KRASG12D-driven pentose phosphate pathway remodeling imparts a targetable vulnerability synergizing with MRTX1133 for durable remissions in PDAC
The KRASG12D inhibitor MRTX1133 has potential for pancreatic ductal adenocarcinoma (PDAC) treatment, but challenges remain. This study found that KRASG12D remodels central carbon metabolism towards a pentose phosphate pathway (PPP)-dominant pattern, promoting PDAC progression and MRTX1133 resistance.
Mechanistically, KRASG12D drives excessive degradation of p53 and glucose-6-phosphate dehydrogenase (G6PD)-mediated PPP reprogramming. This occurs through retinoblastoma (Rb)/E2F1/p53 axis-regulated feedback loops that amplify ubiquitin-conjugating enzyme E2T (UBE2T) transcription.
Genetic ablation or pharmacological inhibition of UBE2T significantly suppresses PDAC progression and enhances MRTX1133 efficacy. Using the UBE2T inhibitor pentagalloylglucose (PGG), a nano co-delivery system was developed with F-127, PGG, and MRTX1133.

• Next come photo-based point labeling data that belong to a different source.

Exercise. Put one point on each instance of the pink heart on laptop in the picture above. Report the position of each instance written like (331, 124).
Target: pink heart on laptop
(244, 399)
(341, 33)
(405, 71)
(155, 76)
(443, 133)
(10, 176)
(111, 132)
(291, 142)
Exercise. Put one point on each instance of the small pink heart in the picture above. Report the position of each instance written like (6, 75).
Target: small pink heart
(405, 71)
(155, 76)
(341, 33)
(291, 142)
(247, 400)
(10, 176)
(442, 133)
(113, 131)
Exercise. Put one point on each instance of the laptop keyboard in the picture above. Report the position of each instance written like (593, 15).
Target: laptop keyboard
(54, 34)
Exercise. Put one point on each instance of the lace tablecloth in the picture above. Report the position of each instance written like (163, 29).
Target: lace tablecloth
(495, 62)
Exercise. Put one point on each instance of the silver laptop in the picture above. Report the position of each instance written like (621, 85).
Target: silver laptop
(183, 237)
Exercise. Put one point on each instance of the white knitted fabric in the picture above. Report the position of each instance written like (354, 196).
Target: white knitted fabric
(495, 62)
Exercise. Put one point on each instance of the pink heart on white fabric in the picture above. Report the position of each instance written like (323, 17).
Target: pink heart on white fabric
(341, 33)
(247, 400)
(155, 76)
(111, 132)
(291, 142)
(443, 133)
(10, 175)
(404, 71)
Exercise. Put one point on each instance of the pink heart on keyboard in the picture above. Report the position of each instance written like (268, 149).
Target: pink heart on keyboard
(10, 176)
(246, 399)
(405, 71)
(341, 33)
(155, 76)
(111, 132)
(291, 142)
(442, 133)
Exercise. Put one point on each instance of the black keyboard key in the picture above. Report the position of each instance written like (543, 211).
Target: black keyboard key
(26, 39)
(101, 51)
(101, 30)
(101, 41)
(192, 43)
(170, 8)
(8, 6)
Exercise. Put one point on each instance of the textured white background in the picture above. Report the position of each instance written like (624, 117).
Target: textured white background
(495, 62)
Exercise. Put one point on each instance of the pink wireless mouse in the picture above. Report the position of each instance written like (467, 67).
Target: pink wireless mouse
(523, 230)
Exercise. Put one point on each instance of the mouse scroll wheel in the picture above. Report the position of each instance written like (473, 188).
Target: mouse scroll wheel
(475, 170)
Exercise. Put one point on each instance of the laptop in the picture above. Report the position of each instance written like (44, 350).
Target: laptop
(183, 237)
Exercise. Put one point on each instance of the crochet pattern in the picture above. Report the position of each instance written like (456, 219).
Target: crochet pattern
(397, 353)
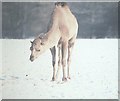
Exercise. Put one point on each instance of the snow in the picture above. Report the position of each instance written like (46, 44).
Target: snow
(94, 71)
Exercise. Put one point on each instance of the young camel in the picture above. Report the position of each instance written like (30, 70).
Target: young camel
(61, 36)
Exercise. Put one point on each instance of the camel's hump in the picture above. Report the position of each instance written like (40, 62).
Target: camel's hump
(61, 4)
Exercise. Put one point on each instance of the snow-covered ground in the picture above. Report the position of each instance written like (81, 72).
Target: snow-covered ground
(94, 72)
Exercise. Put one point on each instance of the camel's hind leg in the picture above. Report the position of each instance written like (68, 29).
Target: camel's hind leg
(54, 59)
(59, 60)
(70, 48)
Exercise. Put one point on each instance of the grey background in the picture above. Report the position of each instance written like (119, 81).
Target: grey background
(29, 19)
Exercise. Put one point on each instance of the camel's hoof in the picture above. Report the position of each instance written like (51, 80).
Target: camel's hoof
(64, 79)
(53, 79)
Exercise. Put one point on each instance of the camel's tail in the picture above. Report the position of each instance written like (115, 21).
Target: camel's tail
(61, 4)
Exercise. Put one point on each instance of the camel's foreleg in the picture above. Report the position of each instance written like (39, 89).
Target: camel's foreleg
(59, 60)
(70, 48)
(53, 52)
(64, 54)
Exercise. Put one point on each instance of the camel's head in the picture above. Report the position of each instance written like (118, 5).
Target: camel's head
(37, 47)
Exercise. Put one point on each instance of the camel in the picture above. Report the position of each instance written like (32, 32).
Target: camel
(59, 38)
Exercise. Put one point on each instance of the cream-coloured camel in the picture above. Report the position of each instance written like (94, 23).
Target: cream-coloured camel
(60, 39)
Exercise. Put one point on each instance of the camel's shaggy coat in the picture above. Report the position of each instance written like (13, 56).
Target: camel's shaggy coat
(61, 36)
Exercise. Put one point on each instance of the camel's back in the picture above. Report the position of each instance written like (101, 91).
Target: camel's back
(66, 20)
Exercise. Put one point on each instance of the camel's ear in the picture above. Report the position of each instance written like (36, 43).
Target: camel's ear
(31, 42)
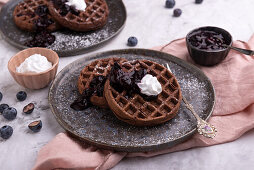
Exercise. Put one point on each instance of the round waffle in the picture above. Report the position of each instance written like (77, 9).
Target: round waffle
(93, 17)
(25, 17)
(138, 111)
(96, 68)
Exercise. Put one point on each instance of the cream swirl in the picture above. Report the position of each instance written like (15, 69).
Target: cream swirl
(78, 4)
(150, 86)
(34, 64)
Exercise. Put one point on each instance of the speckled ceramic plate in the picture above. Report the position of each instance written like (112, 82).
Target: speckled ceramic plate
(101, 128)
(67, 43)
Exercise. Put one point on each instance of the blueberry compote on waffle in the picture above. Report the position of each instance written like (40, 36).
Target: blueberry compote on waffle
(96, 87)
(42, 37)
(128, 81)
(207, 40)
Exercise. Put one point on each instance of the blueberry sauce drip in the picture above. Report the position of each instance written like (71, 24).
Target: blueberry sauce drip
(64, 8)
(96, 87)
(207, 40)
(128, 81)
(42, 38)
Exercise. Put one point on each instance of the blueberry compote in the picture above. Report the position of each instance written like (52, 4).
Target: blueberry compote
(96, 87)
(128, 81)
(42, 38)
(64, 8)
(207, 40)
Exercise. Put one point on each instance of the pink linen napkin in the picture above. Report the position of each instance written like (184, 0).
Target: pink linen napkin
(233, 115)
(3, 2)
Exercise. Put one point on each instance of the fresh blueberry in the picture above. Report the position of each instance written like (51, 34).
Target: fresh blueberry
(28, 109)
(21, 96)
(10, 113)
(177, 12)
(170, 3)
(2, 107)
(132, 41)
(35, 126)
(6, 132)
(198, 1)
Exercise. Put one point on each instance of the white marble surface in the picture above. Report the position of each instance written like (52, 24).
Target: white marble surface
(153, 25)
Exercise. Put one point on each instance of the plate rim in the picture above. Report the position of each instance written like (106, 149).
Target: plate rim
(132, 148)
(66, 53)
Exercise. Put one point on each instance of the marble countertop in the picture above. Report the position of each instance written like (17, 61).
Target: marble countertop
(153, 25)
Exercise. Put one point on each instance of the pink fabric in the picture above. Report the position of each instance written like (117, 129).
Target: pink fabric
(233, 115)
(3, 2)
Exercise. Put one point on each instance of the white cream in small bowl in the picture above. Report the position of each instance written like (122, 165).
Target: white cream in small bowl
(35, 72)
(36, 63)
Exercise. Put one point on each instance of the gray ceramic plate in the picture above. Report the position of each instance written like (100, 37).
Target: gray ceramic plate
(101, 128)
(67, 42)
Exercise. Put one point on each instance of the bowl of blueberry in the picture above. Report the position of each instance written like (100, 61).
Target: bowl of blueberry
(208, 45)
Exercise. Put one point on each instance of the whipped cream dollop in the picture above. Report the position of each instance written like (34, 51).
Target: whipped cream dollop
(78, 4)
(150, 86)
(34, 64)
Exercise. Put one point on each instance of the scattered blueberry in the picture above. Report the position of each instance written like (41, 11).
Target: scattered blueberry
(6, 131)
(2, 107)
(21, 96)
(10, 113)
(177, 12)
(170, 3)
(35, 126)
(132, 41)
(198, 1)
(28, 109)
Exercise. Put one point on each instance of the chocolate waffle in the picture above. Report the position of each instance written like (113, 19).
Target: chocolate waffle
(93, 17)
(26, 18)
(97, 68)
(138, 111)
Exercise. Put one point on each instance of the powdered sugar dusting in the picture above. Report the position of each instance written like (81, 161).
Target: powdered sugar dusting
(101, 126)
(77, 40)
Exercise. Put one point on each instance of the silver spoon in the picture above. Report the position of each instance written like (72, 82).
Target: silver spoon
(204, 128)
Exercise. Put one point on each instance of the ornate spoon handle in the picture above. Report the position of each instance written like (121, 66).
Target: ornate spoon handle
(204, 128)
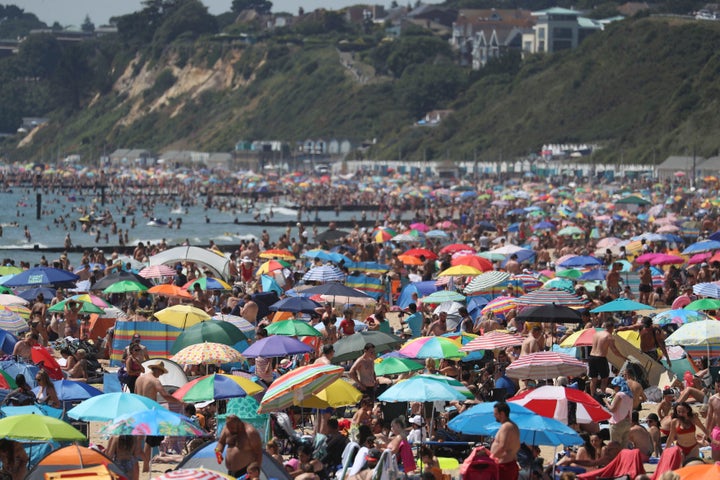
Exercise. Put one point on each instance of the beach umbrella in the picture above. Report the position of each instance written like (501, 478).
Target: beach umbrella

This system enhanced the efficacy of PGG and MRTX1133, achieving durable remissions and long-term survival in patient-derived xenografts and spontaneous PDAC mice. This study reveals KRASG12D-preferred PPP reprogramming’s role in MRTX1133 resistance.
The study also proposes a potential therapeutic strategy for KRASG12D-mutated PDAC by targeting the UBE2T pathway.